- Born: Nandita Pattnaik 29 August 1957 (age 68) Bhubaneswar, Orissa, India
- Occupation: Odissi dancer and teacher
- Period: 20th century, 21st century

Website
- odissidancecircle.com

= Nandita Behera =

Indian dancer

Nandita Behera (née Pattnaik) is an Odissi dance instructor and founder of Odissi Dance Circle in Cerritos, California. A student of Guru Kelucharan Mohapatra and Guru Gangadhar Pradhan, Nandita Behera has been teaching Odissi in California for the past twenty years. She was awarded Sringaramanai by Sur Singar Samsad Bombay and is also a recipient of the National Scholarship for Dance in India.

== Early life ==
Behera was born in Bhubaneswar, Odisha.

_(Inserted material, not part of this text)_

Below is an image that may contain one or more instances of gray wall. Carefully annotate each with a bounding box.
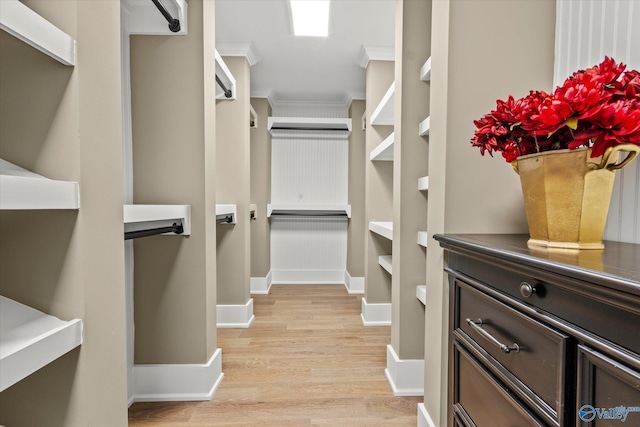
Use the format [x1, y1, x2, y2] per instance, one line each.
[347, 100, 366, 278]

She learnt basics from guru Kelucharan Mohapatra and guru Gangadhar Pradhan. Later, she settled in California and started a dance school where she trained many in Odissi dance form.

== Career ==
In December 2020, one of her students Prasanna Karthik, presented some verses from one of the greatest Tamil poets, Subramania Bharathi, in dance form. Behera has choreographed for her student, who presented them in the form of a video. Another American born Odishi dancer, Shibani Patnaik, also came under her tutelage and performed many shows in India from 2012. She also performed at the International Odissi Festival organised by Guru Kelucharan Mohapatra Odissi Research Centre in Bhubaneswar in December 2012. Many of her students have become renowned dancers. In April 1991, she performed at Long Beach.